Davidglen77 said:
if you do the math and divide pay by the hour, they are making a grand total of about $25 pesos per hour. That is for a professional who is taking care of a bunch of schoolchildren and shaping the country's future. I think it's less than adequate, however I don't think that there is any additional money in the budget to pay them more. Most public school buildings here are truly falling apart and there is no way this goverment is going to be able to fix all of them adequately.
The public school system here is absurd and sad. In many areas, the students are simply being sent to school because the State guarantees that it will feed your child 2x a day while it is in school. The children in many areas go to school hungry, get fed a crappy breakfast of sugar, then sit in the cold for hours -- and they don't have heat, and we had a lot of days last winter where it was 2 degrees / 4 degrees etc in the mornings.
How are teachers even supposed to have a fighting chance of affecting anyone. The students cannot be expected to concentrate when they are freezing and hungry.
The teachers however, are also a bunch of a$%holes now because who are they punishing with their paros? The students, and also often the parents of these students, who now have to try and figure out who will look after their children while they go to work.
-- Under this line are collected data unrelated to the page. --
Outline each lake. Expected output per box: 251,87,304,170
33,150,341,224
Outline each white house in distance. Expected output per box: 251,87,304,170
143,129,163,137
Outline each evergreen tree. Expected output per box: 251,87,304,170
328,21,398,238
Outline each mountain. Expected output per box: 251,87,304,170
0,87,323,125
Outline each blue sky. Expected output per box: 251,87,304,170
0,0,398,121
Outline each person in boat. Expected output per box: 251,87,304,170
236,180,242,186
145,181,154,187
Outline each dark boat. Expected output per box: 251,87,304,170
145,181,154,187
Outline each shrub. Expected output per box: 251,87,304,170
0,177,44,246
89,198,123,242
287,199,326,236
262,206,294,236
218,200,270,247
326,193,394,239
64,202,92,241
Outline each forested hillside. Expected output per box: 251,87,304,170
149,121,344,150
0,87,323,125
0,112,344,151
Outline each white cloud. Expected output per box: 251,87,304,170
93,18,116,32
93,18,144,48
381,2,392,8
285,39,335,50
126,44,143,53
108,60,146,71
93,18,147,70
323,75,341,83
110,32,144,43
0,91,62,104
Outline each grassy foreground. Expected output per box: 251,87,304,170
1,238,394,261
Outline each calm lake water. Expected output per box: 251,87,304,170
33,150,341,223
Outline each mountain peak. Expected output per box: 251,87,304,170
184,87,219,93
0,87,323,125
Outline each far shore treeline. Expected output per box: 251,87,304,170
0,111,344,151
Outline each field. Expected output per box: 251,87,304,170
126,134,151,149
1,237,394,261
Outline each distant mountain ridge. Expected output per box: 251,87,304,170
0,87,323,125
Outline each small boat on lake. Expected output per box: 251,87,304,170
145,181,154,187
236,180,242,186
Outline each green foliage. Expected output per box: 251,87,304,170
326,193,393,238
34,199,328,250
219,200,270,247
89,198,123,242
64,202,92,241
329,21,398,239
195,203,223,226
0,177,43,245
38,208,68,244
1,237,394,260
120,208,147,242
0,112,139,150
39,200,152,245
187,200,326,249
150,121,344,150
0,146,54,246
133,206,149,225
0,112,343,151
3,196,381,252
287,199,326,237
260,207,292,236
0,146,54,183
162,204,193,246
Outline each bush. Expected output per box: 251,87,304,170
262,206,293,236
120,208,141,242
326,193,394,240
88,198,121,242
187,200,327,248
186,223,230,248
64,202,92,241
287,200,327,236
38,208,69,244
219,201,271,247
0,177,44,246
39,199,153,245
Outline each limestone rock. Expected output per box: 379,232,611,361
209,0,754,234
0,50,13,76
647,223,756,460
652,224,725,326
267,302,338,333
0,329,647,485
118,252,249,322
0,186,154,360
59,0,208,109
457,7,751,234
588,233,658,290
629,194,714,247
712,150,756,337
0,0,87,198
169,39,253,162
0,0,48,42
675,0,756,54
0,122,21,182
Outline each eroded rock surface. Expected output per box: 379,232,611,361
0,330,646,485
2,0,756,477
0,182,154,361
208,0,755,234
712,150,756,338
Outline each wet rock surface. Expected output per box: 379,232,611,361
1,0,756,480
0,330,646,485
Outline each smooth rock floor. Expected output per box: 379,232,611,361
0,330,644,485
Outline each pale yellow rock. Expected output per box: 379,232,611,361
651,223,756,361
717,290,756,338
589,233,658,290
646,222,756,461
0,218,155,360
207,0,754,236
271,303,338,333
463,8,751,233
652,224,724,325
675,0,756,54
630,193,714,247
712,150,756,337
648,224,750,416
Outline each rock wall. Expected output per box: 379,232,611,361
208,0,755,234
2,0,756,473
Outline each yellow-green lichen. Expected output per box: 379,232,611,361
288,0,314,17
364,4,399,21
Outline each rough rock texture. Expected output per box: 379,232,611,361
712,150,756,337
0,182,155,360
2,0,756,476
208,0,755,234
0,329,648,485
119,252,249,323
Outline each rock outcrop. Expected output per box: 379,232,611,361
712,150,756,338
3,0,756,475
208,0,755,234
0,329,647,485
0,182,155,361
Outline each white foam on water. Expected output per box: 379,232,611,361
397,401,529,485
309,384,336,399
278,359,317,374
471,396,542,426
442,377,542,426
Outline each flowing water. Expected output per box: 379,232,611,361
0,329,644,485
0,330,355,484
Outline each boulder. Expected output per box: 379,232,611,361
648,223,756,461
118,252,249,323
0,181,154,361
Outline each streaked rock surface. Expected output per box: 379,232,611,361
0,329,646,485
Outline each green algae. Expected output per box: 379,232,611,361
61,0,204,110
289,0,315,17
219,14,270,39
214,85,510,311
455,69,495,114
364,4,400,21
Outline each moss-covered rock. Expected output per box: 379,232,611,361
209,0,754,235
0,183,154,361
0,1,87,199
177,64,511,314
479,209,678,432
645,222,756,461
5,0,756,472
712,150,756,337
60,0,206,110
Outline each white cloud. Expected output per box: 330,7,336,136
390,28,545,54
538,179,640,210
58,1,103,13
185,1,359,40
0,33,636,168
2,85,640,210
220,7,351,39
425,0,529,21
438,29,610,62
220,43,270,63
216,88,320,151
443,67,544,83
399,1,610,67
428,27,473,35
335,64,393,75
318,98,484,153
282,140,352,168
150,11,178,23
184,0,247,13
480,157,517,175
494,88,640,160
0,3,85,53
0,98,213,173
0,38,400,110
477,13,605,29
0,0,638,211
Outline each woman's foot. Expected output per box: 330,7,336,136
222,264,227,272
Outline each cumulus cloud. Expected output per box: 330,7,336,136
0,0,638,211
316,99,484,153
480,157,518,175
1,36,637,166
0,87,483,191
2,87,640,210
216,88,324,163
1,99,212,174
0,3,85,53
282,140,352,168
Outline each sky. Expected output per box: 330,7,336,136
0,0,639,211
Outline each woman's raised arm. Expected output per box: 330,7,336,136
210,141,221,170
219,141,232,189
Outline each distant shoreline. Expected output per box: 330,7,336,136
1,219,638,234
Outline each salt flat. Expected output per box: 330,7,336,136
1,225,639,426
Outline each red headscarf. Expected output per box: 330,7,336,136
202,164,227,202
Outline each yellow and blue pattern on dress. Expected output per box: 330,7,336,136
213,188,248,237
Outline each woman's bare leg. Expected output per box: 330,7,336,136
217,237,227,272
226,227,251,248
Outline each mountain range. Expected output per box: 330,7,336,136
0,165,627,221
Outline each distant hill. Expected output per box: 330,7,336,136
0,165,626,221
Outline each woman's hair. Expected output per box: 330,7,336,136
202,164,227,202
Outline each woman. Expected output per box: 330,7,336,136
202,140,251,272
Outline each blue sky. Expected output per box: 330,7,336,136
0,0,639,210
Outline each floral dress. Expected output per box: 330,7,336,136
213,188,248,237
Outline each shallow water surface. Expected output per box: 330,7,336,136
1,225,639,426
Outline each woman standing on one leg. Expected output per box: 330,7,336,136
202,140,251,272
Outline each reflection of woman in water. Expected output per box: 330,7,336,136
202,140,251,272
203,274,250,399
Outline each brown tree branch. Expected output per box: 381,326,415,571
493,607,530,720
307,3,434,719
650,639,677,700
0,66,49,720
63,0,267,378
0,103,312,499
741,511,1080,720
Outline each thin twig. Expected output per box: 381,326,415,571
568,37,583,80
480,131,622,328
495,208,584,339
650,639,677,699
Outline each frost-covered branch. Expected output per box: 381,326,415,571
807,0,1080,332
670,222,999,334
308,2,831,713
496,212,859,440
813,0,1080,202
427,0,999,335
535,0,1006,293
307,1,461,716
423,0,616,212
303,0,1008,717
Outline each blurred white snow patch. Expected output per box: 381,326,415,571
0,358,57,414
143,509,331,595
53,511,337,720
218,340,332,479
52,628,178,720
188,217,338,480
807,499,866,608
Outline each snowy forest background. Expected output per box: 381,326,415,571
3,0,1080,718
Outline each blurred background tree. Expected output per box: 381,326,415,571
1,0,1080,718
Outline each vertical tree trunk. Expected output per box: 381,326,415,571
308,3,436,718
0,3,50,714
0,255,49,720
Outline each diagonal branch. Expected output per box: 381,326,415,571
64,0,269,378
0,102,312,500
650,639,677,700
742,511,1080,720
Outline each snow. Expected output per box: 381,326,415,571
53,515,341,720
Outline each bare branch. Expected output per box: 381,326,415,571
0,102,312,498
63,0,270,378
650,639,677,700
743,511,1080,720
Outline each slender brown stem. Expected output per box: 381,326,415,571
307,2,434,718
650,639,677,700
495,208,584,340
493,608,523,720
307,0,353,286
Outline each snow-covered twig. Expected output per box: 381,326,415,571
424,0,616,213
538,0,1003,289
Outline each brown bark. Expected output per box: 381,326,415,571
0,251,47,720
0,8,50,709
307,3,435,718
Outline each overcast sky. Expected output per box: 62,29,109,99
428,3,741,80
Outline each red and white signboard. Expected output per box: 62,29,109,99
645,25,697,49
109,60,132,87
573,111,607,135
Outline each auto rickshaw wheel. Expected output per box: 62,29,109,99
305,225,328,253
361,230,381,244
The schools in the provinces are even worse than in Capital. The salaries for the teachers are low, but if the education system has a hope of improving they first need to invest money in the school lunches programmes, then in the buildings, then in the books and teachers. Education is the key to a better life, but if you're freezing and hungry you're never going to be able to learn anything anyway -- even the government knows this, they've been running all those adds talking about the importance of giving your child adequate nutrition so that they develop cognitively... without basic needs provided for, you don't have a chance of providing an education.
Anyway, I'm so sick of paros here. Taxistas, campo, docentes. In North America strikes are the last action, here they are the first. In North America they try to get the people on their side first, here they don't care if they f*&k over the people, they don't care if they have their support, it's all very bullheaded selfish action without any interest in gaining the popular support.